CA recognises importance of solicitors’ cash flow in med neg cases


Munroe: Important decision

The Court of Appeal has recognised the cash flow pressures of funding complex litigation in rejecting an application to appeal a ruling granting a law firm an interim costs payment.

Lord Justice Irwin backed the first appeal decision in which His Honour Judge Robinson in Sheffield warned that solicitors may refuse to take on medical negligence cases at an early stage if courts fail to ensure adequate cash flow.

Suzanne Munroe, a director at head of clinical negligence at Yorkshire firm Switalskis, said that without this decision, “it’s very likely that specialist law firms could have been deterred from taking on such cases in the first place”.

HI v Hull and East Yorkshire Hospitals NHS Trust is a catastrophic birth injuries case where interim damages of £1.5m have been paid. Switalskis had received an interim costs payment of £50,000.

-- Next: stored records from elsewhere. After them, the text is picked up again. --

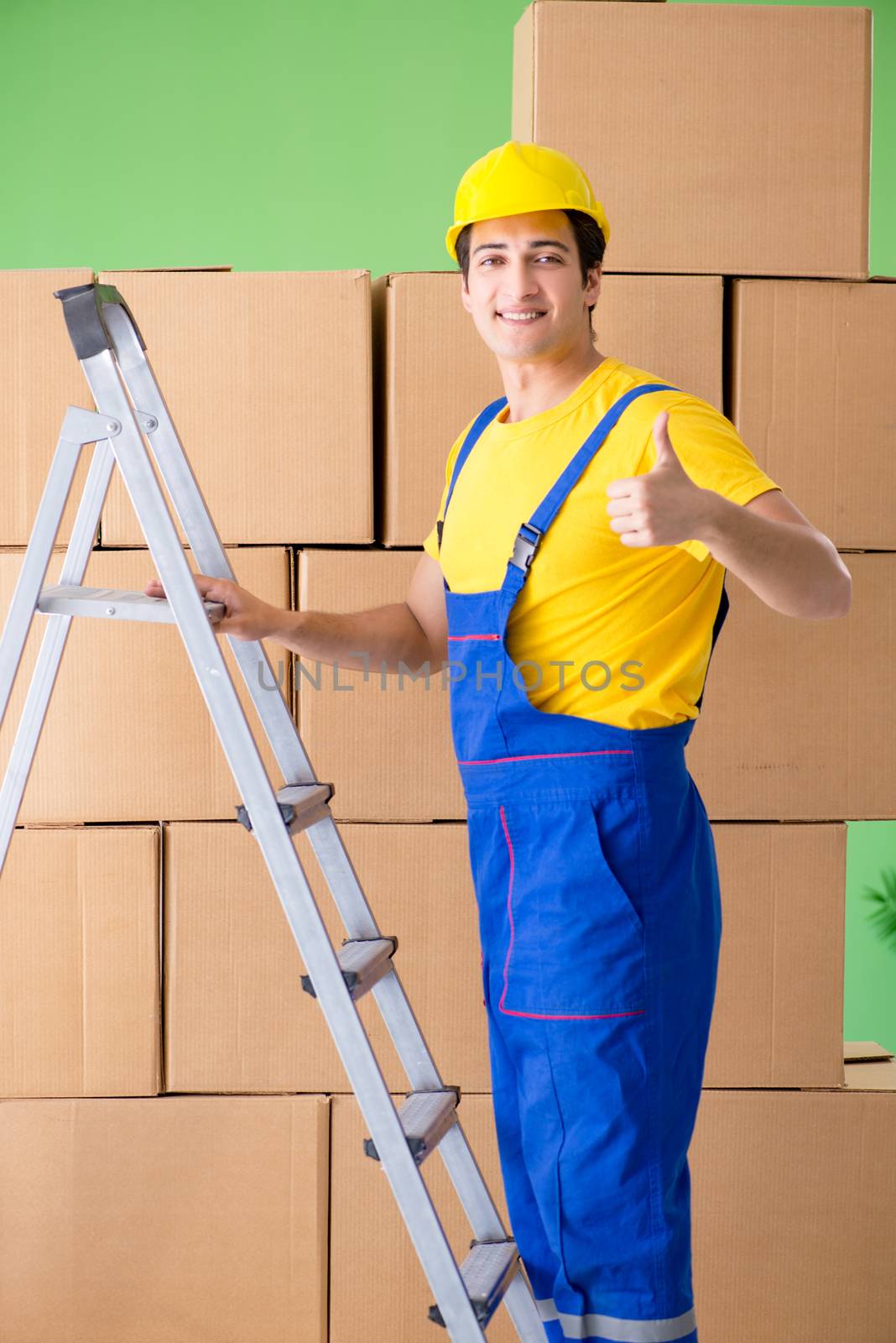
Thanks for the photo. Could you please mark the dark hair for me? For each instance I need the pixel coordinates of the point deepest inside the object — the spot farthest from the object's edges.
(589, 239)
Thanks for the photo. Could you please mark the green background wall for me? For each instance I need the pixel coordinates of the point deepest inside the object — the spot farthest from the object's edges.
(287, 136)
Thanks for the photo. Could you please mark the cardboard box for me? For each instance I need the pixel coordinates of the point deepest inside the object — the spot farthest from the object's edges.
(237, 1018)
(128, 735)
(383, 740)
(190, 1220)
(696, 172)
(813, 395)
(869, 1067)
(792, 707)
(435, 371)
(39, 379)
(80, 957)
(792, 1215)
(267, 378)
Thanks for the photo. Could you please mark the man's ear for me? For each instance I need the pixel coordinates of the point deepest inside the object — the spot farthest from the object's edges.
(593, 288)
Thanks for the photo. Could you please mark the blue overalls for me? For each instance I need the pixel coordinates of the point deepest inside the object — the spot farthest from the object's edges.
(600, 920)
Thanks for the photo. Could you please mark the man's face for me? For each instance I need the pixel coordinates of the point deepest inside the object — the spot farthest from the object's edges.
(529, 265)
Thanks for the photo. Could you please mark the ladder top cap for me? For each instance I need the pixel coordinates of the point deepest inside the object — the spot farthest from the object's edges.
(83, 311)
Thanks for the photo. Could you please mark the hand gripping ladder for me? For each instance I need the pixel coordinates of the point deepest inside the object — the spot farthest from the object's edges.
(132, 413)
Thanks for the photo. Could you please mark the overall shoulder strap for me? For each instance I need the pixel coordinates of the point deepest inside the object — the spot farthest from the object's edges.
(531, 532)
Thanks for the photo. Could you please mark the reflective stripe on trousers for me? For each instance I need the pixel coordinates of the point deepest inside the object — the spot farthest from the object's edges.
(600, 923)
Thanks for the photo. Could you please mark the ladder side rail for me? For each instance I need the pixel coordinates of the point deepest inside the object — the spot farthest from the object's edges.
(204, 541)
(280, 856)
(35, 564)
(326, 841)
(54, 641)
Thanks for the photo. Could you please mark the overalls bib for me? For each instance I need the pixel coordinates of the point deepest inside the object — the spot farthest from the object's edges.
(600, 920)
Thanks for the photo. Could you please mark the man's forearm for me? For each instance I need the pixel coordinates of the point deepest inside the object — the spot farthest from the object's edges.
(794, 568)
(387, 635)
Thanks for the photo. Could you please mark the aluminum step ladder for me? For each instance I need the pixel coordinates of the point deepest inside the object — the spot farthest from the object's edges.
(130, 415)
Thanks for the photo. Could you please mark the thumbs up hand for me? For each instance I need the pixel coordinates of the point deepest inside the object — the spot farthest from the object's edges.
(660, 507)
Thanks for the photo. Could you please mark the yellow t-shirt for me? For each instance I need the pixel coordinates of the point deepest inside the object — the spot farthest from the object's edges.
(633, 624)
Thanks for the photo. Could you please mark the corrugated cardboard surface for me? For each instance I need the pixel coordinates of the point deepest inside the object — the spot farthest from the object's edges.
(80, 964)
(237, 1018)
(176, 1220)
(873, 1074)
(813, 395)
(438, 373)
(792, 1202)
(39, 379)
(794, 708)
(128, 735)
(267, 378)
(384, 742)
(779, 1017)
(701, 172)
(793, 1199)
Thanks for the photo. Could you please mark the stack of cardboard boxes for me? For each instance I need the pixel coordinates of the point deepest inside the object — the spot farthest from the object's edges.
(181, 1152)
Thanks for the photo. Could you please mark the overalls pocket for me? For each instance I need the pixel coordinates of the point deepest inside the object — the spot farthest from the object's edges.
(573, 939)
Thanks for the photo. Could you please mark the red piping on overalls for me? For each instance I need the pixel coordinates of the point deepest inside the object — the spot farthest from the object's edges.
(539, 1016)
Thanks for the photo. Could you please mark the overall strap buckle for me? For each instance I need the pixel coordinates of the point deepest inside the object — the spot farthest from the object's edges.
(524, 547)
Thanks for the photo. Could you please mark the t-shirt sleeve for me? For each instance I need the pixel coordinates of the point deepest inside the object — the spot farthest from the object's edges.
(714, 456)
(431, 541)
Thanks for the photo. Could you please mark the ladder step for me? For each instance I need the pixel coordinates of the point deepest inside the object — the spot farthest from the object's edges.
(114, 604)
(300, 805)
(487, 1272)
(425, 1118)
(364, 962)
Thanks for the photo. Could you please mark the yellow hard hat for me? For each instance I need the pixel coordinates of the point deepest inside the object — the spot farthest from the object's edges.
(521, 178)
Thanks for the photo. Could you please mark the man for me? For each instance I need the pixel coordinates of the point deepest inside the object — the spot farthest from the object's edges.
(585, 528)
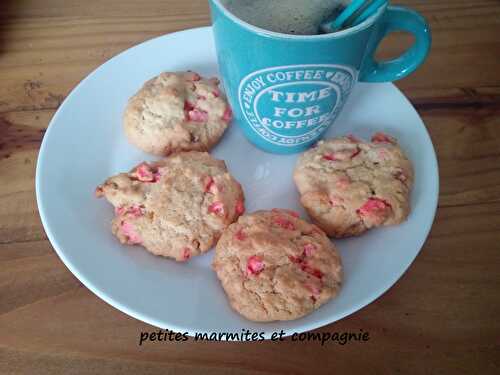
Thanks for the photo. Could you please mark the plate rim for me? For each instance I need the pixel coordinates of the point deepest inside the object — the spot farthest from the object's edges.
(389, 284)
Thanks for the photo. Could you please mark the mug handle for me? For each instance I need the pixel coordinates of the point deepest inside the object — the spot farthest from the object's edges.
(398, 18)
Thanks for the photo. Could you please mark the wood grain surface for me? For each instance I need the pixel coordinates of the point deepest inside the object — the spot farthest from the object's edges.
(442, 317)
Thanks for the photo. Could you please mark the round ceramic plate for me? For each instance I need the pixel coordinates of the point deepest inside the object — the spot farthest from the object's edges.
(85, 144)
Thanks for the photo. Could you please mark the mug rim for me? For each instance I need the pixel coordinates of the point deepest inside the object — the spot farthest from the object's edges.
(292, 37)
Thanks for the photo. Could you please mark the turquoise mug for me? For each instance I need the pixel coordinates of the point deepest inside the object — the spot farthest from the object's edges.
(286, 90)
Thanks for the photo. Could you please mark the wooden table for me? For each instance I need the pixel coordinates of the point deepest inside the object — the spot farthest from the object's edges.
(442, 317)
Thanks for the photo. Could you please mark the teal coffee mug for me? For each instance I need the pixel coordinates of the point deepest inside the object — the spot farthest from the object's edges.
(286, 90)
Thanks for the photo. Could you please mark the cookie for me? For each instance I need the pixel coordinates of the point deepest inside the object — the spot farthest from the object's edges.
(177, 112)
(275, 266)
(177, 207)
(349, 186)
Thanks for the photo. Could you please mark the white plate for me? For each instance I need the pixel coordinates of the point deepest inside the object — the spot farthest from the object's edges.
(85, 144)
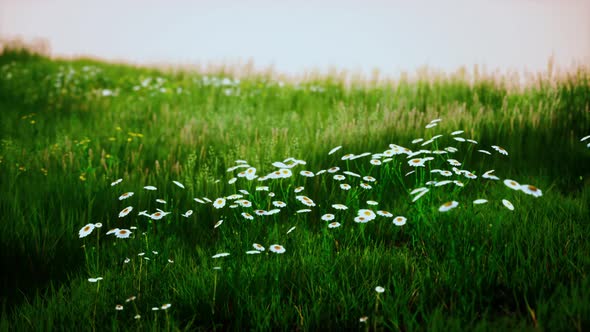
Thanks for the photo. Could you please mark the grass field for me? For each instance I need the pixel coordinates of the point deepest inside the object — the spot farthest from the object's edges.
(71, 129)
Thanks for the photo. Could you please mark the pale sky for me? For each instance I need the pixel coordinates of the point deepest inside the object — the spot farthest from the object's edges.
(295, 36)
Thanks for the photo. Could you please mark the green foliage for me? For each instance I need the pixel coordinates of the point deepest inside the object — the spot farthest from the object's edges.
(70, 128)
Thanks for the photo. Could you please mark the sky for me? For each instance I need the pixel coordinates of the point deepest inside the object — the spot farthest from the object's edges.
(297, 36)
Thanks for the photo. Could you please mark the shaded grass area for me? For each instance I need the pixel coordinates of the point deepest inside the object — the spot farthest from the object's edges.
(476, 268)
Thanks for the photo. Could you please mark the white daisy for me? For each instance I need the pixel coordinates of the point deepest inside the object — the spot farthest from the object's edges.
(86, 230)
(279, 204)
(508, 205)
(531, 190)
(328, 217)
(123, 233)
(258, 247)
(339, 206)
(125, 211)
(219, 203)
(386, 214)
(448, 205)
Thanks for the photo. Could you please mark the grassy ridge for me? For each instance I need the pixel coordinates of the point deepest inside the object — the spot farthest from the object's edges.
(65, 138)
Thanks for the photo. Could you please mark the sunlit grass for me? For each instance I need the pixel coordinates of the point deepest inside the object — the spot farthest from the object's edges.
(214, 202)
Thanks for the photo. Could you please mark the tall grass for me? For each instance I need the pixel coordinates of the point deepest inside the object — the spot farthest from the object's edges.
(71, 128)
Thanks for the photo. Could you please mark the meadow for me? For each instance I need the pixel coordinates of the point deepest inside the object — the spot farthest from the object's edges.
(138, 198)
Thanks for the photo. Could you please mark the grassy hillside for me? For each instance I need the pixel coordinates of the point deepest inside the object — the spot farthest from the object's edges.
(71, 129)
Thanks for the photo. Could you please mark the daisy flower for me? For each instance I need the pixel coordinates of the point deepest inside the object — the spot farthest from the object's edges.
(508, 205)
(279, 204)
(366, 213)
(86, 230)
(386, 214)
(258, 247)
(531, 190)
(307, 174)
(123, 233)
(339, 206)
(219, 203)
(512, 184)
(277, 248)
(328, 217)
(125, 211)
(448, 205)
(335, 149)
(125, 196)
(500, 150)
(399, 221)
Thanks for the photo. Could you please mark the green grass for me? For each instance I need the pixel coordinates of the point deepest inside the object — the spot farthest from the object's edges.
(475, 267)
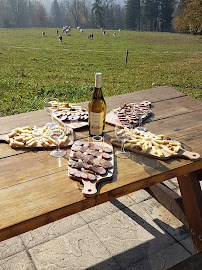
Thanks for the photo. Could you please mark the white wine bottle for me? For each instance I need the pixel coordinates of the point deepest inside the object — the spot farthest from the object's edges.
(97, 109)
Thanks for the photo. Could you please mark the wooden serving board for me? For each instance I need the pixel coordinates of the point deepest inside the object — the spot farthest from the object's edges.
(112, 118)
(181, 153)
(38, 146)
(72, 124)
(89, 187)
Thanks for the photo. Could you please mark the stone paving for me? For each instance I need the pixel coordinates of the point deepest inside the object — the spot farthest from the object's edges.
(133, 232)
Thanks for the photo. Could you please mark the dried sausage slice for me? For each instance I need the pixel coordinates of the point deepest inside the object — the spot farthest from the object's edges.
(99, 170)
(91, 177)
(106, 156)
(107, 149)
(78, 143)
(105, 163)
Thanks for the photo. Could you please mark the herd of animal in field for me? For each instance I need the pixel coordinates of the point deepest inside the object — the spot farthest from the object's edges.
(67, 29)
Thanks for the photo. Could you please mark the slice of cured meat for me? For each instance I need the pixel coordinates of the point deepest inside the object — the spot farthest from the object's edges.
(107, 149)
(99, 170)
(96, 161)
(78, 143)
(84, 175)
(87, 166)
(105, 163)
(91, 177)
(106, 156)
(72, 163)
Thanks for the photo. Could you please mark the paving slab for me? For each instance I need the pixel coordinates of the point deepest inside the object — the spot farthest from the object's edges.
(140, 195)
(165, 219)
(52, 230)
(19, 261)
(79, 249)
(188, 244)
(10, 247)
(105, 209)
(130, 235)
(162, 260)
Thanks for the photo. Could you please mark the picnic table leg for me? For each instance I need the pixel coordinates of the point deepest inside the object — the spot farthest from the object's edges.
(192, 199)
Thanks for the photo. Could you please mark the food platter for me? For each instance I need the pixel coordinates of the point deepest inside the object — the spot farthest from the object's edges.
(128, 114)
(91, 163)
(36, 138)
(157, 146)
(72, 115)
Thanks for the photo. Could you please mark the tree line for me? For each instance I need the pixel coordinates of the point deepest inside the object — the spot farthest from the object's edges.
(144, 15)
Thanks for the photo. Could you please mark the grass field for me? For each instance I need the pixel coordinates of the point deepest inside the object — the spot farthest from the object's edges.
(33, 67)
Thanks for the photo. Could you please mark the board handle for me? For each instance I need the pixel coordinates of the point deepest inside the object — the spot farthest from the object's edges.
(145, 103)
(89, 188)
(190, 155)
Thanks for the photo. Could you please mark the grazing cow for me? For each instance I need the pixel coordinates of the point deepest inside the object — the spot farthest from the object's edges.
(60, 39)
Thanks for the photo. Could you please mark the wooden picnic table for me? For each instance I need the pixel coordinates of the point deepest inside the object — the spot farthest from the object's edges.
(35, 191)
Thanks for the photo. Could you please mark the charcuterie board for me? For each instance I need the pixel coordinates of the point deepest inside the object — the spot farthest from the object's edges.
(72, 115)
(39, 138)
(91, 163)
(128, 114)
(157, 146)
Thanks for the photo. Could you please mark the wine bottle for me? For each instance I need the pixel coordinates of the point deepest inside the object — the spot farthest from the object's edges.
(97, 109)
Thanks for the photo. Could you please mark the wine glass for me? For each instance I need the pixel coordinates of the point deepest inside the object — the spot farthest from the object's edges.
(140, 114)
(122, 136)
(51, 105)
(57, 133)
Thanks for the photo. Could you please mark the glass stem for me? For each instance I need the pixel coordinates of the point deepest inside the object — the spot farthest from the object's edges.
(58, 145)
(140, 121)
(122, 146)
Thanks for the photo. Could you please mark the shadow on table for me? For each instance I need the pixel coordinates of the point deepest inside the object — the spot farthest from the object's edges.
(150, 255)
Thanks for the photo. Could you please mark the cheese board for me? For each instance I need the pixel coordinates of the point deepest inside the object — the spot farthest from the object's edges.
(39, 138)
(129, 114)
(157, 146)
(91, 163)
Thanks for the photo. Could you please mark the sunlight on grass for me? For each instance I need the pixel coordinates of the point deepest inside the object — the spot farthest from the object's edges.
(42, 67)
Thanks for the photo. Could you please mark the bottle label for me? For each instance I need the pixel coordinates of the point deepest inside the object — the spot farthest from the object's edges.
(96, 123)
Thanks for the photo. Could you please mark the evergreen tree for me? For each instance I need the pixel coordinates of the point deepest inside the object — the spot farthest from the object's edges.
(56, 16)
(166, 15)
(151, 15)
(132, 14)
(97, 14)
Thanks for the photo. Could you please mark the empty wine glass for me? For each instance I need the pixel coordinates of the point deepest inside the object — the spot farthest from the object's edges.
(140, 114)
(57, 133)
(51, 105)
(122, 136)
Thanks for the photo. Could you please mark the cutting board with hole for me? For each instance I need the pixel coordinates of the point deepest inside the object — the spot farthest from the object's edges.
(38, 146)
(90, 187)
(182, 153)
(113, 119)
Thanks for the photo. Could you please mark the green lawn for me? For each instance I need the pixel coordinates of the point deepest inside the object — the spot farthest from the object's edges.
(33, 67)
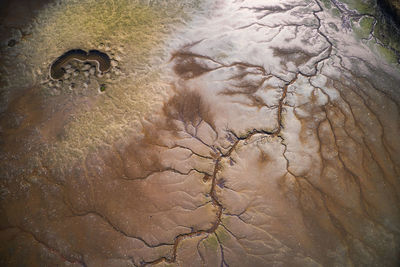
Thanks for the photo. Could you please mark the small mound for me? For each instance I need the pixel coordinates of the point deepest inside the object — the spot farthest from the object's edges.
(102, 60)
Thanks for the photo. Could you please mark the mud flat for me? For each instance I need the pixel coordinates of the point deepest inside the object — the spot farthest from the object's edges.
(102, 60)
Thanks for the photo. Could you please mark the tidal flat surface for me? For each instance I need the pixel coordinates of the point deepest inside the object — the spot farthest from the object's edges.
(223, 133)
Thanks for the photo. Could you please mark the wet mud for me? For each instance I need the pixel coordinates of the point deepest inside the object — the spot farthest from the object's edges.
(259, 134)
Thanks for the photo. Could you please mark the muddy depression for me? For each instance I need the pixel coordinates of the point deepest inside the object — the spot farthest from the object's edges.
(199, 133)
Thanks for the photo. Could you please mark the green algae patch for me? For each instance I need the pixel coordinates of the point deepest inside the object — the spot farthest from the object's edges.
(327, 4)
(362, 6)
(132, 32)
(364, 27)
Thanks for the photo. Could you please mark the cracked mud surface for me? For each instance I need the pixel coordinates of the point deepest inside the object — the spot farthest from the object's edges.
(245, 133)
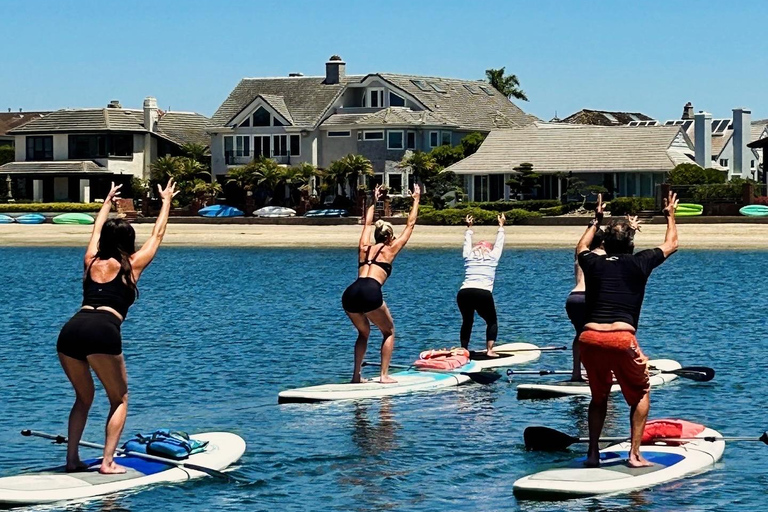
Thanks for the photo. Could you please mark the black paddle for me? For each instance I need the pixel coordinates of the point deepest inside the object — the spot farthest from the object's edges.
(549, 439)
(697, 373)
(482, 377)
(58, 439)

HHJ Robinson overturned the first instance decision refusing to order a further £150,000 interim costs payment, noting that the date of the final costs order was likely to be 10 years after liability was conceded.

The defendant applied for permission for a second appeal, and to stay execution of the interim costs payment.

In his written refusal of permission to appeal, Irwin LJ said it was “entirely proper… to order interim costs payments with a view to the cash flow of solicitors in very long-lasting litigation where very significant liability has been conceded”.

This was “particularly so” in the case of specialist solicitors who may be facing such problems in a range of cases.

This was subject to the “key consideration” of preserving security for a defendant so there was “no appreciable risk of a need to repay costs paid on an interim basis”.

Here, HHJ Robinson said it was “only a very modest payment on account of costs which are almost certain to be recovered”.

According to Switalskis, Irwin LJ rejected the defendant’s suggestion that the court had no jurisdiction to make such orders, finding that in such a case the term ‘successful’ or ‘unsuccessful’ party “may readily be defined to mean ‘will succeed sufficiently to justify the further costs sought’”.

He rejected the second ground of appeal proposing an exceptionality test before the court should exercise its discretion in making interim costs payments.

The defendant also unsuccessfully argued that the absence of any part 36 offers should not have been brought to the attention of the judge below.

The existence or absence of any part 36 offer was actually a “highly relevant circumstance” in exercising the discretion to make a further interim payment in respect of costs, Irwin LJ said.

Ms Munroe said: “This decision is one of real importance to claimant firms who are dealing with complex cases of this nature… We have anywhere between 50 and 100 of these cases being litigated at any one time [and the decision] means we can continue to conduct this complex and vital litigation on an equal footing with defendant firms.”

Switalskis instructed Michael Mylonas QC of Serjeants’ Inn Chambers.